Le Premier ministre suédois, Ulf Kristersson, a révélé que la Suède avait entamé des discussions préliminaires avec la France et le Royaume-Uni concernant une éventuelle coopération en matière d’armes nucléaires.

Aucune proposition concrète ni feuille de route pour une quelconque collaboration n’a été présentée, et Kristersson a souligné que les discussions n’en sont qu’à leurs débuts. Cependant, ses propos sur la chaîne de télévision suédoise SVT marquent un changement de perspective notable sur la question sensible de la dissuasion nucléaire en Europe en Suède.

thuy-dien.jpg Le Premier ministre suédois Ulf Kristersson a laissé ouverte la possibilité d’une coopération avec la France et le Royaume-Uni en matière d’armes nucléaires.

Ces déclarations interviennent dans un contexte de débats plus larges sur le renforcement de l’autonomie européenne en matière de sécurité au sein de l’OTAN, notamment compte tenu des incertitudes entourant l’engagement à long terme des États-Unis et des tensions géopolitiques actuelles.

« La France a parfois, voire ouvertement, exprimé son intérêt pour discuter des capacités nucléaires avec d’autres pays européens », a déclaré le Premier ministre Kristersson.

Sa déclaration est intervenue quelques jours seulement après la publication par le département de la Guerre américain de sa Stratégie de défense nationale (NDS). Ce document expose notamment une stratégie en deux volets quant à la manière dont l’administration Trump entendait gérer les relations avec la Russie : renforcer les forces nucléaires américaines tout en réduisant la présence militaire américaine en Europe et en laissant aux nations européennes le soin d’assurer leur propre défense continentale.

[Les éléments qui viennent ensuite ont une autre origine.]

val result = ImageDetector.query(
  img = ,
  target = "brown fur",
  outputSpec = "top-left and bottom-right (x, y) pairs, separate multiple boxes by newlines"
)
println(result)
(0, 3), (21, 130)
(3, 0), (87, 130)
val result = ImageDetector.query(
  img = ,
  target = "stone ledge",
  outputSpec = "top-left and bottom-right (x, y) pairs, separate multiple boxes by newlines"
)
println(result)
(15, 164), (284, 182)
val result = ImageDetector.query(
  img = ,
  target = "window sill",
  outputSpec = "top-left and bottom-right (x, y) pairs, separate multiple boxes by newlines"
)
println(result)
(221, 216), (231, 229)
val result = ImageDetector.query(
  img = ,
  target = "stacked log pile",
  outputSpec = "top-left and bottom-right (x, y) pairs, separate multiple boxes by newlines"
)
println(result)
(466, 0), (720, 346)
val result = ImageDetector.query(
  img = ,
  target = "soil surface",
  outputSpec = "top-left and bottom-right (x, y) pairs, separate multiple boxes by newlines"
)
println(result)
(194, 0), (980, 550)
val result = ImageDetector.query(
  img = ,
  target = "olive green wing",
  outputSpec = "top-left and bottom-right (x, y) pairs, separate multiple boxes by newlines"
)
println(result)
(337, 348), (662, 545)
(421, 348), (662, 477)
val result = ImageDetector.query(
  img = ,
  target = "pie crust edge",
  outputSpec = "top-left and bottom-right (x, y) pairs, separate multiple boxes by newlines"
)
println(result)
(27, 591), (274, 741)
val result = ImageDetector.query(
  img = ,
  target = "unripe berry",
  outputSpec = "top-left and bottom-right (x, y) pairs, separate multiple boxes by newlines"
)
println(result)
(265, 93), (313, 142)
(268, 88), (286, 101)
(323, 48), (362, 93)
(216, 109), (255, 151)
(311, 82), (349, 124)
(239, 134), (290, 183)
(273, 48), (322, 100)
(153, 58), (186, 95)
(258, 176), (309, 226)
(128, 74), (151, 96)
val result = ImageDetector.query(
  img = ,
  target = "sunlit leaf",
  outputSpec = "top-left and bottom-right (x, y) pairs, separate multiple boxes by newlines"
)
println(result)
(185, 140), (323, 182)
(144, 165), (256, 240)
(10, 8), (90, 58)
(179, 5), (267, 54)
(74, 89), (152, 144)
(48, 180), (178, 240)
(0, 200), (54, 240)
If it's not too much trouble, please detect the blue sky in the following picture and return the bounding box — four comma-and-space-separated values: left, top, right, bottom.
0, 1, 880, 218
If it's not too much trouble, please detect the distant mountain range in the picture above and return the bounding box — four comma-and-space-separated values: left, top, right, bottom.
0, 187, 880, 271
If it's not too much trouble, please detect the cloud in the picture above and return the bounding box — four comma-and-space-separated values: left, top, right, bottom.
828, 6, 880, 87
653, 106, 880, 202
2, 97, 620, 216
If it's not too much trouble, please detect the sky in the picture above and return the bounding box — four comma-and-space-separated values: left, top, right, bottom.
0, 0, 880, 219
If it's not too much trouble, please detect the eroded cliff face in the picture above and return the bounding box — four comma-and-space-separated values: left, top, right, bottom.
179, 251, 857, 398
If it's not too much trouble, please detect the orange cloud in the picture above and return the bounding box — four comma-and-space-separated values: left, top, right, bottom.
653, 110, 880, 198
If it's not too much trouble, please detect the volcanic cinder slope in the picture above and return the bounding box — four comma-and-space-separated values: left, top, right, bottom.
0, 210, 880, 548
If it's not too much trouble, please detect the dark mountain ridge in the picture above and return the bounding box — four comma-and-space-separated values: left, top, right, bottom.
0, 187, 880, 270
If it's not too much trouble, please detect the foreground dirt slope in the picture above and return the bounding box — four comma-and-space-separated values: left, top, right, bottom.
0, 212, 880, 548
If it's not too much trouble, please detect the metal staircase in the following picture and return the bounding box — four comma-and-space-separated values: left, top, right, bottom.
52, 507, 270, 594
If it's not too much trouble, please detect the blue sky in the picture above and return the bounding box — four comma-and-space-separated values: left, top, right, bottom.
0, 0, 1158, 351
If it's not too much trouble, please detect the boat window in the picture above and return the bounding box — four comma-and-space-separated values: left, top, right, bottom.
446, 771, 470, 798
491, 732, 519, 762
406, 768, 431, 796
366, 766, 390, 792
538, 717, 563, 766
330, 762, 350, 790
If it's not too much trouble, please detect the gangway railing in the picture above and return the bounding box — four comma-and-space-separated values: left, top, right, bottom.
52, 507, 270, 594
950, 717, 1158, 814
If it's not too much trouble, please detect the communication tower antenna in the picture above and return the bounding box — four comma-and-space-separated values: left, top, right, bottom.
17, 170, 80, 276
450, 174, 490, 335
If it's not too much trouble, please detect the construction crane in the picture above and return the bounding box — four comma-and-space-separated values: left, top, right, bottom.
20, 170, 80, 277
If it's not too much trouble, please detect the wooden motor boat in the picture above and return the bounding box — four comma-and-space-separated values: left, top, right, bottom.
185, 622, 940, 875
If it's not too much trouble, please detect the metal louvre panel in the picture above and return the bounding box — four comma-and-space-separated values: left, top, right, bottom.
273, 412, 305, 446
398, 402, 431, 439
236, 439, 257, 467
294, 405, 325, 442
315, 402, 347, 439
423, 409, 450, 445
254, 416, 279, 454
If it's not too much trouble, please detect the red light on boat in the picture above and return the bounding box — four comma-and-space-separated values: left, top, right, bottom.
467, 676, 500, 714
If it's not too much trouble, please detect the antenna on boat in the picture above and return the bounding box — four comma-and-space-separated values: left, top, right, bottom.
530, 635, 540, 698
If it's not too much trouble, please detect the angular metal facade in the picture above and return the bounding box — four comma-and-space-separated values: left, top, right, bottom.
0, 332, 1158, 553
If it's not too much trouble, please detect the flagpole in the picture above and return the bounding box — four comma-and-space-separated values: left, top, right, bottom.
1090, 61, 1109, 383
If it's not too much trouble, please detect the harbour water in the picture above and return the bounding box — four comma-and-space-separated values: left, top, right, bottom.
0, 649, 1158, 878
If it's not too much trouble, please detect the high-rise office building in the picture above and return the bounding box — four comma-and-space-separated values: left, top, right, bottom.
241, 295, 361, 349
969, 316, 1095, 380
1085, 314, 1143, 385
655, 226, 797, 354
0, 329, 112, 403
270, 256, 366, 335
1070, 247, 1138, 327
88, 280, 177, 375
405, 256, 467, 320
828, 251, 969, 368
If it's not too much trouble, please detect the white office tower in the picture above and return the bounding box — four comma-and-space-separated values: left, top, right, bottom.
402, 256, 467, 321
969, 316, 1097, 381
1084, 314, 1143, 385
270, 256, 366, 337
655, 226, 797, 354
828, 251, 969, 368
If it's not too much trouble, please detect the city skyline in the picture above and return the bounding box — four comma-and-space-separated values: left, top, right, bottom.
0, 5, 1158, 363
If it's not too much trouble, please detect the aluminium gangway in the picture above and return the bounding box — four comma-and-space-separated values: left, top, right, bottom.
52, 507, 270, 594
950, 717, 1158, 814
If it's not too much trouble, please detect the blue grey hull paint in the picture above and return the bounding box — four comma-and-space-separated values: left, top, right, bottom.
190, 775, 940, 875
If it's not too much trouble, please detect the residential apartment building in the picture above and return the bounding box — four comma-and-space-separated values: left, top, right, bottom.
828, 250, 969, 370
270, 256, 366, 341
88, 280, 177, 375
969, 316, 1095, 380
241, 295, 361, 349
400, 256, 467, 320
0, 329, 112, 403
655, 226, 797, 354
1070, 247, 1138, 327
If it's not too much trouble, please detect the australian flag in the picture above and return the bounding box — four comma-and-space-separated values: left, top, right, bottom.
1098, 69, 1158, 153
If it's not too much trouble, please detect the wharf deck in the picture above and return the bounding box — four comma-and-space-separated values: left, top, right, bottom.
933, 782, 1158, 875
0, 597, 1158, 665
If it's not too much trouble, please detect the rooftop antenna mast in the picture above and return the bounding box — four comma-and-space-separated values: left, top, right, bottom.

Interrogé sur sa réaction à l’évocation par la France d’une coopération en matière d’armes nucléaires, Kristersson a répondu : « J’ai dit que lorsque nous avons rejoint l’OTAN, nous étions pleinement impliqués dans toutes les discussions, y compris celles concernant les armes nucléaires en Europe. Non pas pour les utiliser, mais tant que des États dangereux possèdent l’arme nucléaire, les démocraties fortes doivent également y avoir accès. »

Interrogé sur la possibilité pour la Suède de rejoindre la France dans un programme nucléaire, Kristersson a répondu « oui », révélant ainsi que de telles discussions avaient déjà commencé.

« Nous avons actuellement des discussions en cours avec la France et le Royaume-Uni. Ces échanges ne sont pas encore très précis, et l’arsenal nucléaire français est unique, mais la France est également ouverte à des discussions avec d’autres pays. »

« Il ne faut pas brûler les étapes. Ces discussions sont en cours et, en tant que membre de l’OTAN, nous sommes pleinement impliqués dans tous les dossiers. Nous ne voyons pas la nécessité de déployer des armes nucléaires en Suède en temps de paix, ni la possibilité d’y accueillir des forces étrangères en temps de paix. »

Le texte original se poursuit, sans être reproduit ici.